I know you love your kid. That love will be tested. Your child will be frustrated with their work. You will be frustrated with yours. Now stack those and multiply. As parents, we are challenged daily on the Love/Learning Scale. If you have a younger child in the early years of schooling (K-2), your child will come to you, while you’re working on something that requires intense focus and zero disturbances, with a challenge. Where on the Love/Learning Scale will you land in your response? 50/50 is the goal. If you apply too much Love and not enough Learning, you will rescue your child, and they won’t learn as much, or as thoroughly. If you apply all Learning and no Love, well, that goes without saying. Balance is needed. So are healthy boundaries.

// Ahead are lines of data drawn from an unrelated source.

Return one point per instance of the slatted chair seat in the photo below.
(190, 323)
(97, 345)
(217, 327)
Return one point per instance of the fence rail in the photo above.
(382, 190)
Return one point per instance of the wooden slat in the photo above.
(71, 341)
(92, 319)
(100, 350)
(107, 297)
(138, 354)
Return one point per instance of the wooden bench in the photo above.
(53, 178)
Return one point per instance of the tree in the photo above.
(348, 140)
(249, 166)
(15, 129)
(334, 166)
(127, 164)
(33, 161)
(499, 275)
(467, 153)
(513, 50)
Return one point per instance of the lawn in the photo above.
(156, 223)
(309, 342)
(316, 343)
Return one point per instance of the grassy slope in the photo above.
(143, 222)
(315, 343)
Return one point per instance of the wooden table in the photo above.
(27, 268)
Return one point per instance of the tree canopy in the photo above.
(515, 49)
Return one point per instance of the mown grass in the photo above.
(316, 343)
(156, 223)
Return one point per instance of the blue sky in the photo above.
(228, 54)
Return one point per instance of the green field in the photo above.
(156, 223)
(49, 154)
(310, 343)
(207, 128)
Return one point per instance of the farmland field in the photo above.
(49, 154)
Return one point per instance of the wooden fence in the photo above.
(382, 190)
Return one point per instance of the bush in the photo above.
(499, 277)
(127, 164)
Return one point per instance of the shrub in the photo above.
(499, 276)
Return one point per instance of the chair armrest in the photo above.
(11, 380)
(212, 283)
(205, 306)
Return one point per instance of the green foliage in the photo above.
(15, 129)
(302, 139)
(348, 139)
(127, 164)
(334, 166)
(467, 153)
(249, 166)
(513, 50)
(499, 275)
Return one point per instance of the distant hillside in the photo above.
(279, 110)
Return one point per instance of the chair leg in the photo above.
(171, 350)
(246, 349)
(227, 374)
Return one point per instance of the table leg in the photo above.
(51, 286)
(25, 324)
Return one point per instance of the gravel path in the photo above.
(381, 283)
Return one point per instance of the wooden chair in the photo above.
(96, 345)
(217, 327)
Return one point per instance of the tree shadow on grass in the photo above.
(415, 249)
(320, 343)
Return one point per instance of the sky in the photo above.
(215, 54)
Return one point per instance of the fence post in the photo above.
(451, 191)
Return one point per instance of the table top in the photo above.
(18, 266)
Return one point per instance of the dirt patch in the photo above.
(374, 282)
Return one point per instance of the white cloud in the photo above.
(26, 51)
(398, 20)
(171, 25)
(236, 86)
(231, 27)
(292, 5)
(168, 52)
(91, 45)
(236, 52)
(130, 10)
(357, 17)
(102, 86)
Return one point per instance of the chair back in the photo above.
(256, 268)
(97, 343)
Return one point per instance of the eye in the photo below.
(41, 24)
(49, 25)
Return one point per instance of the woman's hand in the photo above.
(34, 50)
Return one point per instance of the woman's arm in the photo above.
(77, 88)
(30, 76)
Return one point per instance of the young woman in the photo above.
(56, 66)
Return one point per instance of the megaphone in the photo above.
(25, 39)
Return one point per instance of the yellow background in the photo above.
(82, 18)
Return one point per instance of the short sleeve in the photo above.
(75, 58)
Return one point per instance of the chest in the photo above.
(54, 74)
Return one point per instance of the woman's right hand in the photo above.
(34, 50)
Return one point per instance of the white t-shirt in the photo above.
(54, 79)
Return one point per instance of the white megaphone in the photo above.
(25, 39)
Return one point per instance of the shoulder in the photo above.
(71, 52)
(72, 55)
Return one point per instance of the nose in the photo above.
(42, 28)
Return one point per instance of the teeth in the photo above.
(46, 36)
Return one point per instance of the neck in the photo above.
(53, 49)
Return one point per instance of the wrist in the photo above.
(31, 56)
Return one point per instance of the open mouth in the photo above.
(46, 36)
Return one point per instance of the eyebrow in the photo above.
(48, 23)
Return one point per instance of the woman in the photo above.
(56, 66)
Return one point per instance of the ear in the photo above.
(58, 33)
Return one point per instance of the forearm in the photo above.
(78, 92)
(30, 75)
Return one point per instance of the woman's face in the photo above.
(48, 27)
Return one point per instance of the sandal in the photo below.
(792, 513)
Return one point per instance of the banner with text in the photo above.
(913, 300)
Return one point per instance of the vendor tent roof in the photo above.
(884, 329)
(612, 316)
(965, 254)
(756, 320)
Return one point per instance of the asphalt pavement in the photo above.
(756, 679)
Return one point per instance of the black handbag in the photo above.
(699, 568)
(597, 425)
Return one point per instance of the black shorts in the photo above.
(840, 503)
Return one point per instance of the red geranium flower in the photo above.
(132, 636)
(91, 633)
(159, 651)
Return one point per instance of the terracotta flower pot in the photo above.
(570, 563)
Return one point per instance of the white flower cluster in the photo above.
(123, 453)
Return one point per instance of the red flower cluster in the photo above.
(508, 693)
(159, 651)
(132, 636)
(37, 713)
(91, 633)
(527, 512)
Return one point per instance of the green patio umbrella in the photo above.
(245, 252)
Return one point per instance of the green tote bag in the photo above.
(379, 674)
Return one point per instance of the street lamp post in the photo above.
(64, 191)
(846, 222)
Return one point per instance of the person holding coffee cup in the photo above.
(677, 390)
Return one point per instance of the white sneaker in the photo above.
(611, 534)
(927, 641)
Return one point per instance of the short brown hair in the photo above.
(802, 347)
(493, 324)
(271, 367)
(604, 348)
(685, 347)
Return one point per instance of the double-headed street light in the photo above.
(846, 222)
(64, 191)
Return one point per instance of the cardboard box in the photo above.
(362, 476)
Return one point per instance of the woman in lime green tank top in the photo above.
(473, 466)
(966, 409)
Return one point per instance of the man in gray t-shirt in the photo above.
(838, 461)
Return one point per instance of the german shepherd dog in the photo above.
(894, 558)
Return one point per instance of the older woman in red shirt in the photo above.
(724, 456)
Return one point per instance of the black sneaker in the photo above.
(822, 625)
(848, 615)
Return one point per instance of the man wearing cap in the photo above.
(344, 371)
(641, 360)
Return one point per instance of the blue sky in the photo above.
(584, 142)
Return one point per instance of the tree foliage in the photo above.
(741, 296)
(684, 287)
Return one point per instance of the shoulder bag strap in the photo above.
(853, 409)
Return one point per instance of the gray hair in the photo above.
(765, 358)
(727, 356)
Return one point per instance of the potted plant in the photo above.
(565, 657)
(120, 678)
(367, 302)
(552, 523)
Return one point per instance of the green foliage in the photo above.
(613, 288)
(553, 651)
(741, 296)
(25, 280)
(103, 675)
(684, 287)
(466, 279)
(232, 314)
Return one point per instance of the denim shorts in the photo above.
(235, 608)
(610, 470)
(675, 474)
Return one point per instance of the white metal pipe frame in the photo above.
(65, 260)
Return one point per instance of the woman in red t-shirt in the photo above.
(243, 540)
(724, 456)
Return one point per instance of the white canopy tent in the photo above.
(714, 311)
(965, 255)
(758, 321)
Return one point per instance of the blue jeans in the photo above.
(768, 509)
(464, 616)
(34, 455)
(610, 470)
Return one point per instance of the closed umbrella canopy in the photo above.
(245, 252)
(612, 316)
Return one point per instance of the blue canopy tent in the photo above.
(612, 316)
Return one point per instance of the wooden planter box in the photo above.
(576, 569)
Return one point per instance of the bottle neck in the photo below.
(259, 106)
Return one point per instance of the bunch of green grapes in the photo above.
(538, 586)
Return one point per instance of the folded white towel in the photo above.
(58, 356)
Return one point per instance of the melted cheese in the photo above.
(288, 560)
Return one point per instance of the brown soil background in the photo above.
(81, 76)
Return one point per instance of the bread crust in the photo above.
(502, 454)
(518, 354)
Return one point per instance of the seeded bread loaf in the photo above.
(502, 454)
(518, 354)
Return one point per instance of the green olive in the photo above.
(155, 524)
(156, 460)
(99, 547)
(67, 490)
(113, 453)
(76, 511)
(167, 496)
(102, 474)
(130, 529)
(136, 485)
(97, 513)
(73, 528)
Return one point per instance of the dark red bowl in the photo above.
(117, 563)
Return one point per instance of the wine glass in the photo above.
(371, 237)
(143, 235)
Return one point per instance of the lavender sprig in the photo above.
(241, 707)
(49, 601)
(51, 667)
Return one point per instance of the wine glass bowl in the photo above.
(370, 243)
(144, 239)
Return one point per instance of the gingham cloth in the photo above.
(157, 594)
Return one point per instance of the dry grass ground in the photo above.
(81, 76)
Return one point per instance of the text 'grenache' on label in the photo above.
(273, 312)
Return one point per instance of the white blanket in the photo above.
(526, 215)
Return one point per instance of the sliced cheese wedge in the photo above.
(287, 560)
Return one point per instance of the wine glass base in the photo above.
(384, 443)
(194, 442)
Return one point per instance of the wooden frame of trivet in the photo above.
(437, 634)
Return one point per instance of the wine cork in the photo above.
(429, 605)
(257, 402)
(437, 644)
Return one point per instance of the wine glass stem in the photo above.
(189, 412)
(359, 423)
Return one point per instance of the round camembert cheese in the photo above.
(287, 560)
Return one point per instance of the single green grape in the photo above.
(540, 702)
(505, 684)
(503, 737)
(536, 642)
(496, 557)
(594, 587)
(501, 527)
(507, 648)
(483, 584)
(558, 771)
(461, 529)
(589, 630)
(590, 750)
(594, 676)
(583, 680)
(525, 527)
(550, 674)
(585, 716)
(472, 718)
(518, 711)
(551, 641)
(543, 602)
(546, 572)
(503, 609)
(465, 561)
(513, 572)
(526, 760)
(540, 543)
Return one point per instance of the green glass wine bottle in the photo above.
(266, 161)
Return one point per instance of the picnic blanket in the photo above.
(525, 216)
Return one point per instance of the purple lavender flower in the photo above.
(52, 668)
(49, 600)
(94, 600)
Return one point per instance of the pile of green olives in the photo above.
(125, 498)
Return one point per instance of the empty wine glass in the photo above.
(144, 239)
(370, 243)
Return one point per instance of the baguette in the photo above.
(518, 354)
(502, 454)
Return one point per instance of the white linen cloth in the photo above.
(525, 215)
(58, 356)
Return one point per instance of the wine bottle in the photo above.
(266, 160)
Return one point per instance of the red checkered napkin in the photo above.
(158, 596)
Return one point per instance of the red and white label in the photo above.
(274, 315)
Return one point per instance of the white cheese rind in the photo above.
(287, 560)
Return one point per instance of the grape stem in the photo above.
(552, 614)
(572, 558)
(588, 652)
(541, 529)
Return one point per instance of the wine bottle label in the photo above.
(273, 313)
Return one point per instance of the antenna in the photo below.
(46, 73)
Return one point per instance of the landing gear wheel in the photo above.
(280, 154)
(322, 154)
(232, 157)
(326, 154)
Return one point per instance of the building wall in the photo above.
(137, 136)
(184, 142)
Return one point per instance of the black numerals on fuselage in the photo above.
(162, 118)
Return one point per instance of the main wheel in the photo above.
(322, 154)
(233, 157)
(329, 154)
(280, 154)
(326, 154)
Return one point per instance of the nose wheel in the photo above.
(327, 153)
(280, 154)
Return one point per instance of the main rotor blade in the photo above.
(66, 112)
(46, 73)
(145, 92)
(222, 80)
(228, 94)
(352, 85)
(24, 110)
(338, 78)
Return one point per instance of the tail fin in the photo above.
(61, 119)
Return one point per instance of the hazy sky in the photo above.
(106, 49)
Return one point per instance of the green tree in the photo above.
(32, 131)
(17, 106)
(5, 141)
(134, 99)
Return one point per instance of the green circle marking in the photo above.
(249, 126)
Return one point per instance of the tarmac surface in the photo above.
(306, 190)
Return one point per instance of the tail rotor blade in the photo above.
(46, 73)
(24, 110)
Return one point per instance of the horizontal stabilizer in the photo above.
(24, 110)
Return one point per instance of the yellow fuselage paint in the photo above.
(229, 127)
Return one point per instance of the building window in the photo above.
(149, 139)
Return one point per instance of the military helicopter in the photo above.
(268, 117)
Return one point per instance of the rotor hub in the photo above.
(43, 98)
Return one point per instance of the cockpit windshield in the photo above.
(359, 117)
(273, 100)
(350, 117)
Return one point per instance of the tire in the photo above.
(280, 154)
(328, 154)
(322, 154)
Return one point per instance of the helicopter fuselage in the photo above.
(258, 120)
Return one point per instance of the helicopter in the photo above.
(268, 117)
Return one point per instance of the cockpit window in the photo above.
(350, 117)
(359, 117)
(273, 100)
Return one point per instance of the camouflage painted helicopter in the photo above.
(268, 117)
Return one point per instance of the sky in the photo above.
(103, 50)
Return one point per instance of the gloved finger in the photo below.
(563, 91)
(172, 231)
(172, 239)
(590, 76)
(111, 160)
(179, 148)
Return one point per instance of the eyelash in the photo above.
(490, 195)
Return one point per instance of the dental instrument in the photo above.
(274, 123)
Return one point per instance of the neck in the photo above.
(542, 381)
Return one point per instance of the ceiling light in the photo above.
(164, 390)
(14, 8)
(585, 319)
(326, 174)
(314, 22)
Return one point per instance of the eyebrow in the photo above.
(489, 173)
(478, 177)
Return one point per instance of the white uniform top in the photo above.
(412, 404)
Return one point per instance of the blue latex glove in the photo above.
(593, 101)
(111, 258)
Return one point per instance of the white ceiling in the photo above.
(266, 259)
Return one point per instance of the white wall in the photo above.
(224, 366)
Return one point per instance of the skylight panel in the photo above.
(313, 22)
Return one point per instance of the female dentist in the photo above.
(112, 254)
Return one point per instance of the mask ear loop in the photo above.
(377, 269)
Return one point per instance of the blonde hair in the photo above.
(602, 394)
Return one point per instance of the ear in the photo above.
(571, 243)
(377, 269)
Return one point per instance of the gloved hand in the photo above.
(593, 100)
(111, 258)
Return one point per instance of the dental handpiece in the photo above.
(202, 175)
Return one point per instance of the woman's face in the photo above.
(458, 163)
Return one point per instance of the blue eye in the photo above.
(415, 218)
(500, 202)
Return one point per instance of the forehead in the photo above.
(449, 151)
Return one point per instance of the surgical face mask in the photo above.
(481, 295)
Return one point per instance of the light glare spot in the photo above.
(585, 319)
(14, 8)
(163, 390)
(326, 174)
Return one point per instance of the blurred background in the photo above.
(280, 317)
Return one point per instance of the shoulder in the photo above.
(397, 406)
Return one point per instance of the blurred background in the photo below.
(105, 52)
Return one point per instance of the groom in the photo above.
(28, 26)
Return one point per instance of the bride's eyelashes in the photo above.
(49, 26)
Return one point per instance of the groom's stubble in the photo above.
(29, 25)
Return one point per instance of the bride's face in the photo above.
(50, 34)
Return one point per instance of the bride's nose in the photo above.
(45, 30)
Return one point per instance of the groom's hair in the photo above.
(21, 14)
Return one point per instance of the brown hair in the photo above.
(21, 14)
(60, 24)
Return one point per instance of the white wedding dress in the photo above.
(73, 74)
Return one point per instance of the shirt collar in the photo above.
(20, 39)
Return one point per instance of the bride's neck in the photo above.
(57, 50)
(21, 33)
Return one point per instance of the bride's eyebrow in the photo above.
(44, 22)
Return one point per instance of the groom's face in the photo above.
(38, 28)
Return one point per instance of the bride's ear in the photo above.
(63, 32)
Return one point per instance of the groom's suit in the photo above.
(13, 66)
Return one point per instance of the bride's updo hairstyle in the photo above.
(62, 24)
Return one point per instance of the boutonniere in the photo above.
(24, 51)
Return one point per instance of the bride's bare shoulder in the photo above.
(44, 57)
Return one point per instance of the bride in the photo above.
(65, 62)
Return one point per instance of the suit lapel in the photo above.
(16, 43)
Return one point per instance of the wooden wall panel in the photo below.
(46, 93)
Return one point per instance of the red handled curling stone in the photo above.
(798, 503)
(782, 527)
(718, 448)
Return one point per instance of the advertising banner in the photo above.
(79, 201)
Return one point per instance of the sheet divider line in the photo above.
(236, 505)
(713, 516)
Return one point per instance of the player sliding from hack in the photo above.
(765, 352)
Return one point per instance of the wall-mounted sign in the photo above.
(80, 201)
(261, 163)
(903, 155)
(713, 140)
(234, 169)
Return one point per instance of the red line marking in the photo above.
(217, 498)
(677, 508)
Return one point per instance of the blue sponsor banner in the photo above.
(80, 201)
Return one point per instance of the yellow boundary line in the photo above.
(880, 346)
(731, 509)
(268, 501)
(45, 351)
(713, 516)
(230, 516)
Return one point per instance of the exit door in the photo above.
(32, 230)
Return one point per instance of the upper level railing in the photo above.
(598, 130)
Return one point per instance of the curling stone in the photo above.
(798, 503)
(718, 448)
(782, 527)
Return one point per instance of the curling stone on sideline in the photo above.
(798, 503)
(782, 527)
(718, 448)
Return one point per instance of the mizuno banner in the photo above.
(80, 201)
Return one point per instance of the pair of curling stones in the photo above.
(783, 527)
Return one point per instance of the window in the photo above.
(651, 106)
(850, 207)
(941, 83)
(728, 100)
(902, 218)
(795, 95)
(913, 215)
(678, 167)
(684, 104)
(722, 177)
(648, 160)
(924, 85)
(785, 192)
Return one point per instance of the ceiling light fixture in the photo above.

Most teachers in remote learning will clearly define what they need from you as a parent. If they don’t or haven’t, please ask them: How can I best support my child during remote learning? Once you’re comfortable with this role, trust the process. Create those healthy boundaries with your children. If the teacher wants to be the point person for all your child’s problems with tech or frustrations with work, let them be. That 50/50 balance on the Love/Learning Scale will front load the frustrations, and there will be some sort of healthy workflow in the home sooner rather than later.
When work hours are over…
Now, time for some MadLibs: “When the clock strikes _____enter the time your work ends______ , I am going to _____enter an activity______ with my family and my loved ones. I will tell _____enter family and loved ones’ names______ how much I love them and how I’m so glad we’re ______enter the activity again______ and spending time together.”
When the weekend hits, it’s even more opportunity for family time. Quality time. You don’t have to look at your computer or phone even one time. Those devices will be waiting for you on Monday morning. Guaranteed. For now, it’s time to pull your family close and do all the things you never had time to do before. We will be back in traffic heading to and from work and school again soon enough. When it’s dinner time, the whole family can sit around the table and share what you’re grateful for. You can listen to each other. Really hear each other. You can see each other in a new light. Uninterrupted. It’s time to you can use to love and laugh.